Most of us these days hear re-assuring words from some or
the other economist or politicians in recent times: "Don't Panic,
But later they realise, Why they are not confident that we they are in good hands? These mistakes were being made to under rule the mistakes being made to dwarf those of the great depression time. Most economist and politicians seem to be ignorant that -ve real interest rates and budgetary deficits are the reason which created the problem in first place. Further more we have noticed that these major problems have started with the housing sector and the major culprit has been the infrastructure sector.

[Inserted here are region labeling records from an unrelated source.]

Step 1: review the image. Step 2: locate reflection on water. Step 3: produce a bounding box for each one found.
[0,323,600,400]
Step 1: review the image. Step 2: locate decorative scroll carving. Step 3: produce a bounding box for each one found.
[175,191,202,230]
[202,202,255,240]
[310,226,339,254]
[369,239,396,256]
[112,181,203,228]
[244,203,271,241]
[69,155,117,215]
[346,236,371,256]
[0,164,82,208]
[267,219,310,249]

The reserve bank of India rapidly lowered real interest
rates to stimulate borrowing / lending and further the expenditure, though a
very less has been done in this regard and no results have been seen for the
same. The financial sector is being highly leveraged, which debt-equity ratio
going to (6:1): selling assets in order to reduce debt on their balance sheets.
Also we have seen the Reserve Bank of
Further the world economy is heading towards a liquidity trap with all money supply sources drying up, also investors are not getting good rate of return on saving which demotivates them to save. Major outflow of deposits from the commercial is forcing banks to liquidate their illiquid assets.